Friday, April 5, 2013

So like, what are you? (Part 1)

I've had different versions of this basic question my whole life. People ask in a hundred different ways: "Where are you from?", "What's your nationality?", "You have an accent, discuss", and my all-time favourite, "Why is your skin a different colour than mine?".

Their guesses? Depends where I am. Abroad they go with Spanish, in California Mexican falls into the mix. Once and only once, I got Native American and once and only once, Singaporean. Persians always think I'm Persian (more on them later).

I always thought it was funny watching people struggle with how to formulate the question, trying to be PC (except for the skin colour guy, he was not PC. He was, however, drunk). But what's even funnier is watching me try to answer (unless you're me, in which case it's not so much funny as sweaty).

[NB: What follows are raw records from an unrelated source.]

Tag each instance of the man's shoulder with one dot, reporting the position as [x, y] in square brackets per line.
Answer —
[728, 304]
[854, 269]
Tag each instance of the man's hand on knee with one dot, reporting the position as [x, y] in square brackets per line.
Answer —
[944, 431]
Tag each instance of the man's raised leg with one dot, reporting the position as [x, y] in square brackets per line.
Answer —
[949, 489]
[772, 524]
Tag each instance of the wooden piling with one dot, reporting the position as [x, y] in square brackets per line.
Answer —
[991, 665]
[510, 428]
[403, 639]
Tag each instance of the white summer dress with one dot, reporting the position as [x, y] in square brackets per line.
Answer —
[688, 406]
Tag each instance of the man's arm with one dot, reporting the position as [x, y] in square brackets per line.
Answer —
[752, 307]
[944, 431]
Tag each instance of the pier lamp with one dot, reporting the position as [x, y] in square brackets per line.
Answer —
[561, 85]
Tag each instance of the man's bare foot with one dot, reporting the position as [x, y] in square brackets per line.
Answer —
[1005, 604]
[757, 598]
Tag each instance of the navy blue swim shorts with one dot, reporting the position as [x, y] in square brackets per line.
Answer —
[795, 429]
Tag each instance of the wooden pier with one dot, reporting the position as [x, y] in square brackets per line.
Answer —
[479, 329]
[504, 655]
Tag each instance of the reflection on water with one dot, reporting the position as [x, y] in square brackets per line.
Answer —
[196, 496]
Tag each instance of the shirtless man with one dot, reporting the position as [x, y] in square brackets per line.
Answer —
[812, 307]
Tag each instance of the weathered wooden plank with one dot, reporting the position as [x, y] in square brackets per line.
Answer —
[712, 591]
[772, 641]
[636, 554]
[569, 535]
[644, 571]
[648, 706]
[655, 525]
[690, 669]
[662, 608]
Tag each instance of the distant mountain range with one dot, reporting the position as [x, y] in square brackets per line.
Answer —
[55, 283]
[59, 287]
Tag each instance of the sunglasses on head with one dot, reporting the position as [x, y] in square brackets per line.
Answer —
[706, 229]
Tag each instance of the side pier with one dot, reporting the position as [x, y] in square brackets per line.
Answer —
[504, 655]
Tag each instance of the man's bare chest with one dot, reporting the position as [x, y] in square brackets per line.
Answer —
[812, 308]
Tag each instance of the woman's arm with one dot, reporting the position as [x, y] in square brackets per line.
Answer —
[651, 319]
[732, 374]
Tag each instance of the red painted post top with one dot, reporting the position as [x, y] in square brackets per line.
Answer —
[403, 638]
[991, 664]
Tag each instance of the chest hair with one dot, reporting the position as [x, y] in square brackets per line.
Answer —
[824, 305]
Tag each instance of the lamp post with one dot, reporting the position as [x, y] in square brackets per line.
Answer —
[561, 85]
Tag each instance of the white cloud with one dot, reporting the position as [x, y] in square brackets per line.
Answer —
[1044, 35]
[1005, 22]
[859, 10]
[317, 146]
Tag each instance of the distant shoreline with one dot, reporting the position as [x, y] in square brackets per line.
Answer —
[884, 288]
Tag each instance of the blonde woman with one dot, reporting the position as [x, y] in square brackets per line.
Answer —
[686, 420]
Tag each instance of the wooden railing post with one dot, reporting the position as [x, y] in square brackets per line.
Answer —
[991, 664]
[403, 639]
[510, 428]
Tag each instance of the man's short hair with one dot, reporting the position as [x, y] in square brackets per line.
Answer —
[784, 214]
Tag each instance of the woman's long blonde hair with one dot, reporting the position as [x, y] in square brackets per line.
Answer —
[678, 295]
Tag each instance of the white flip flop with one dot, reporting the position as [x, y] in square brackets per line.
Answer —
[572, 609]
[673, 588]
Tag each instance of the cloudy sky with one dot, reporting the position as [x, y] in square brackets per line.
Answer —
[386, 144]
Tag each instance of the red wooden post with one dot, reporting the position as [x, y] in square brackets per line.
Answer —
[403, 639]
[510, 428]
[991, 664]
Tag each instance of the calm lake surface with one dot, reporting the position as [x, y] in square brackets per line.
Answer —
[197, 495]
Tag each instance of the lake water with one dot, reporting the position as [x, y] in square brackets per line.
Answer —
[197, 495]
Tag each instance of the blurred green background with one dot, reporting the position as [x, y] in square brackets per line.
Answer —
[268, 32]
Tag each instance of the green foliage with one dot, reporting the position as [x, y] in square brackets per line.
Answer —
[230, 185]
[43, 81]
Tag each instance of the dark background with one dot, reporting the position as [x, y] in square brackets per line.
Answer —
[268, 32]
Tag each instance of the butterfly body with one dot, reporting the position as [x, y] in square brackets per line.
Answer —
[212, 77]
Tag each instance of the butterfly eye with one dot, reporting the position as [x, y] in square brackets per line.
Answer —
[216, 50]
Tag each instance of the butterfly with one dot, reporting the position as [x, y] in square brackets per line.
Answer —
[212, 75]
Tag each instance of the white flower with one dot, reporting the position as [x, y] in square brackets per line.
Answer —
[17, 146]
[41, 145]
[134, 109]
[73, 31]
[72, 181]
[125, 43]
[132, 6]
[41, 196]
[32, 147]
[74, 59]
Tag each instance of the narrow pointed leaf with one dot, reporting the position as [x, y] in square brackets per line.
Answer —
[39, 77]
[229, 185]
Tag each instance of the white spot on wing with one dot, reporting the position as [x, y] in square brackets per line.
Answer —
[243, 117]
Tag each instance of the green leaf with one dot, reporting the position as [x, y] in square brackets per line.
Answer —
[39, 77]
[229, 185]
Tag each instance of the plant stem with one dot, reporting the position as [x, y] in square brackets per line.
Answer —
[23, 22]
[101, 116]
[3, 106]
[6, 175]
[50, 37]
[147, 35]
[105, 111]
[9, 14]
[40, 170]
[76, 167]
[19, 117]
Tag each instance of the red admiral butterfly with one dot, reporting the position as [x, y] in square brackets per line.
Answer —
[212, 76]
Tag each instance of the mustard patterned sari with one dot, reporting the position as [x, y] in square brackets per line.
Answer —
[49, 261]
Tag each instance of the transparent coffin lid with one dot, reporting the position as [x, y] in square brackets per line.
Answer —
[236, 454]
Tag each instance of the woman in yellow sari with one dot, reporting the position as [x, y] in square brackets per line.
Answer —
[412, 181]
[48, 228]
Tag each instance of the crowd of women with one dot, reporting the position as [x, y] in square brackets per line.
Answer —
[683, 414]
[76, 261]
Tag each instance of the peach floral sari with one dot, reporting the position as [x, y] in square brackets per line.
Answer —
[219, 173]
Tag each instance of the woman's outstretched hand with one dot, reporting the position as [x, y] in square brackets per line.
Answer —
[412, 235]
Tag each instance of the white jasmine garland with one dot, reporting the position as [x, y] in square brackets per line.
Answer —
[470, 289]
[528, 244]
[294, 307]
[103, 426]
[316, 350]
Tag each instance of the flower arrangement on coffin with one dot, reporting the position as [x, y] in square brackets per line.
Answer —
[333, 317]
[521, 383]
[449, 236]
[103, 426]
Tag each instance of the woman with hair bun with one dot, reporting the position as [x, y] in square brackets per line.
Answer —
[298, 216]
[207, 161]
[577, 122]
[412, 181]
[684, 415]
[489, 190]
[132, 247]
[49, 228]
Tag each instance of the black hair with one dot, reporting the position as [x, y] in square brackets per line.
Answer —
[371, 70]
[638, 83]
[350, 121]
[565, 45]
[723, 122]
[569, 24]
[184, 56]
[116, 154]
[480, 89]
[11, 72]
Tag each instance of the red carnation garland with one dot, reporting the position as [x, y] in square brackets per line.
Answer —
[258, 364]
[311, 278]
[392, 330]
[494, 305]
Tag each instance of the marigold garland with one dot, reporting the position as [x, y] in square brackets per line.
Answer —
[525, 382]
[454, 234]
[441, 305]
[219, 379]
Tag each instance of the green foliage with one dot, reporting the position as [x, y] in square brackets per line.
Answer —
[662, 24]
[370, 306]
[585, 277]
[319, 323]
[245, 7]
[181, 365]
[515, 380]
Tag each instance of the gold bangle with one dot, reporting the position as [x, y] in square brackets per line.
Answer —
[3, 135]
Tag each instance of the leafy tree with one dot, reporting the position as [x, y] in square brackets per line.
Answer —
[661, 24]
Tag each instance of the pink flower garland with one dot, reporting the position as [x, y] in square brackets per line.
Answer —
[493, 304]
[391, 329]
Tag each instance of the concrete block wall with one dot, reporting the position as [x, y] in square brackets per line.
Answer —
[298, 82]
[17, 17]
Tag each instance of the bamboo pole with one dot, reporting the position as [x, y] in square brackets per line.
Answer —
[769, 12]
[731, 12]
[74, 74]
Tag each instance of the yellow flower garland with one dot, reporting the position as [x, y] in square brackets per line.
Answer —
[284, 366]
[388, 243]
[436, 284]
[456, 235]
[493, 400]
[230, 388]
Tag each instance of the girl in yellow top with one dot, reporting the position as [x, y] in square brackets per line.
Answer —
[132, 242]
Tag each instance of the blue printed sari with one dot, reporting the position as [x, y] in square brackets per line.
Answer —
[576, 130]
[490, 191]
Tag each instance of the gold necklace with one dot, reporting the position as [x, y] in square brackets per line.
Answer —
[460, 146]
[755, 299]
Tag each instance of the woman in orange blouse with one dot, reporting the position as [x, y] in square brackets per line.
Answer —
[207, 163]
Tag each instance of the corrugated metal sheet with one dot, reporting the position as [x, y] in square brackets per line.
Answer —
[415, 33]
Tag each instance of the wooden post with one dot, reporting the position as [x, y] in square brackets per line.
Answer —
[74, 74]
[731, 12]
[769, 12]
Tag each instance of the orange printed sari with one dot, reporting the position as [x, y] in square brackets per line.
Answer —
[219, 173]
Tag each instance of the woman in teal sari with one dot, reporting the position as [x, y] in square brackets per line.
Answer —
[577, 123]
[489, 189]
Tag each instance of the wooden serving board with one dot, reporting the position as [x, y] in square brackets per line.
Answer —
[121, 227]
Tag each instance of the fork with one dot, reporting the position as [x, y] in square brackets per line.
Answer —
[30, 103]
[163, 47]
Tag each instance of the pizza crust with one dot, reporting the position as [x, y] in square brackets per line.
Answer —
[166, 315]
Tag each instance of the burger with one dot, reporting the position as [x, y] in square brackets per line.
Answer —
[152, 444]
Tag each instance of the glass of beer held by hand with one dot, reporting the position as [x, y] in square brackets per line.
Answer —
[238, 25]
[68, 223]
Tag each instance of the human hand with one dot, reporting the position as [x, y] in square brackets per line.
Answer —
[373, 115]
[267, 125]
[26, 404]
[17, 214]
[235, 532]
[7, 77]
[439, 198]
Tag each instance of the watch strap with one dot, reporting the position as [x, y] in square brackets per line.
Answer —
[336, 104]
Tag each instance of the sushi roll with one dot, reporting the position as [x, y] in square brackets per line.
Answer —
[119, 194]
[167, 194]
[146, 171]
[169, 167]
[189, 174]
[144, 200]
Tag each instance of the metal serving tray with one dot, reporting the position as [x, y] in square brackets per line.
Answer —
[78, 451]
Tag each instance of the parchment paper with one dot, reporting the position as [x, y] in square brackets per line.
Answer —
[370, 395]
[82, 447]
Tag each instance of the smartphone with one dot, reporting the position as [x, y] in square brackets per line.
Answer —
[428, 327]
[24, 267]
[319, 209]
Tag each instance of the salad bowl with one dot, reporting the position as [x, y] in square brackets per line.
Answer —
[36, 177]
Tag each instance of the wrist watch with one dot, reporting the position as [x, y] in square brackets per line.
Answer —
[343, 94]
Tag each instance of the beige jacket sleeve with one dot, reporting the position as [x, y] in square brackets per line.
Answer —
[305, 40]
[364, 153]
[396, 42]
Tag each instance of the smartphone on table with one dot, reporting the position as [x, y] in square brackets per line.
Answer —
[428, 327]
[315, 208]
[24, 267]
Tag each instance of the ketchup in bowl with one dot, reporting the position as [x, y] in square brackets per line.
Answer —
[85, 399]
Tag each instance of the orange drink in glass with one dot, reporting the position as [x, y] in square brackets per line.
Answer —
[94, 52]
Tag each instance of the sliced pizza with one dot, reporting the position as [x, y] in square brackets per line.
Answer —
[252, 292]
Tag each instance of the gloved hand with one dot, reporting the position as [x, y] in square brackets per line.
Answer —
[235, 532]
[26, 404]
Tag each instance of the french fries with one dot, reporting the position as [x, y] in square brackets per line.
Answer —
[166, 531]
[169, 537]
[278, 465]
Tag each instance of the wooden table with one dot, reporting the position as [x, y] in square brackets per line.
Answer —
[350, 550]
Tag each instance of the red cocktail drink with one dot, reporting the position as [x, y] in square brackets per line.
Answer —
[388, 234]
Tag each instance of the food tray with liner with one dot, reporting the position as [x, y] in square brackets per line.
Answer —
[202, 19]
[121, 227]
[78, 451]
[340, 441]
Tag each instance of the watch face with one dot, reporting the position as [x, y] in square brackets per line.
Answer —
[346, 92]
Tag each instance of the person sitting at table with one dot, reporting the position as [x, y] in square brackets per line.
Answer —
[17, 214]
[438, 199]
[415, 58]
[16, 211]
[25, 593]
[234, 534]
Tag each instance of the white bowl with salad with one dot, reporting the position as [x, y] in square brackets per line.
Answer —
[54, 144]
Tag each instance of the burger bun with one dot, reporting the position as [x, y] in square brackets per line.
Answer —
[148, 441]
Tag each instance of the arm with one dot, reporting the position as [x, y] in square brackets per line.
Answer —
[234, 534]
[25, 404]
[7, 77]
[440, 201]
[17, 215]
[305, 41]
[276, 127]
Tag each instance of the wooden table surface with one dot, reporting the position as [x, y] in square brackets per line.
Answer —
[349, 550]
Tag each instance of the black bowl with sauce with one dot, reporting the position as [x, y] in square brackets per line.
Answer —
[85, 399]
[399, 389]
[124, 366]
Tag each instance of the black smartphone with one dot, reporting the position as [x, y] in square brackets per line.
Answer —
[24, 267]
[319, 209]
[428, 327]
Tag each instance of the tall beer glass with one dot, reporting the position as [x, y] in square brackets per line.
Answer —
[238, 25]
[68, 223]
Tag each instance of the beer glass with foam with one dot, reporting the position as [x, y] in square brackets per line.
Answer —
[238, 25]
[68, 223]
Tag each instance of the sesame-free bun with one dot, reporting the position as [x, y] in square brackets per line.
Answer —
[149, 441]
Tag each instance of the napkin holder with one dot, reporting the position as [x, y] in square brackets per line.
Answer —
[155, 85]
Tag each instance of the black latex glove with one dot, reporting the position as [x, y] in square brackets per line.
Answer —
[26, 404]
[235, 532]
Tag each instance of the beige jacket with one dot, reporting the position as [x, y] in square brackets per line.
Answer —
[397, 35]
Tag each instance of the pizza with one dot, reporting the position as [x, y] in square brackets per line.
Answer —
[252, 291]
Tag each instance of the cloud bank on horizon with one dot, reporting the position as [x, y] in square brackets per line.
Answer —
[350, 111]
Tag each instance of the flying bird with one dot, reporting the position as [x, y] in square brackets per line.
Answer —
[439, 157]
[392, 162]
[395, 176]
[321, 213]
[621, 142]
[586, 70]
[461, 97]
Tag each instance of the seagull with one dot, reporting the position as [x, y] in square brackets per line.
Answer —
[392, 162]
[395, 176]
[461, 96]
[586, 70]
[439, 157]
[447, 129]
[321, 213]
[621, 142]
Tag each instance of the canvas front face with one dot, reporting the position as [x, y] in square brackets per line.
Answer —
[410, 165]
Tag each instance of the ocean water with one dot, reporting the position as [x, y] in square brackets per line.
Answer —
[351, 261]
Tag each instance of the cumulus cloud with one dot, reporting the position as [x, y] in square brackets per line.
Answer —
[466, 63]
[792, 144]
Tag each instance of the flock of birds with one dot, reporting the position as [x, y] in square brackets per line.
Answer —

Last week, twice in one day I was asked, and both times, I stumbled. The first time, after teaching a Bombay Jam class, someone asked where I was from. First, I groaned, then I began. "Canada. Well, yes, you did see me singing along to the Bollywood. I was born in Pakistan so I speak Urdu. Which is the same as Hindi, really. No, not Muslim. My religion's Zoroastrianism? Zor-as-tree-an."

In my defense, it's complicated. If they're not South Asian, I start with "My ancestors were from Persia but then moved to India." And already I have a problem because I was born in Pakistan (more on this later).

If they're Indian, I go for broke, "Do you know Parsis?". If they're from the right place (Bombay, Pune), they say yes, my teacher/best friend/neighbour/accountant was Parsi and we're done. If they're Pakistani, this works too, followed by my teacher/best friend was your mother's neighbour/accountant.

If they're Persian, I have learned to say with my best, most expansive Persian drawl, "I am Zaaar-thushi". Note: not Zoroastrian, but Zaaar-thushti. Their eyes light up but (and this is key) in the very next breath, I say "But you know, the ones who went to India." At which point they bite back the avalanche of Farsi they were about to hurl my way, which I cannot speak.

It took me years (and a 400 page novel) to figure out where my confusion lies. It lies in the gaping discrepancy between my country of  birth, the country of my religion's birth and the country my culture became what it is today. None of those are the same. So my religion is Persian, the culture is heavily influenced by the Indian culture, but because of Partition, I was born in Pakistan. Had I been born in India, then two out of the three categories would have matched and I might have had a slightly easier time of it all.

But then, I wouldn't be writing this novel (more on that later).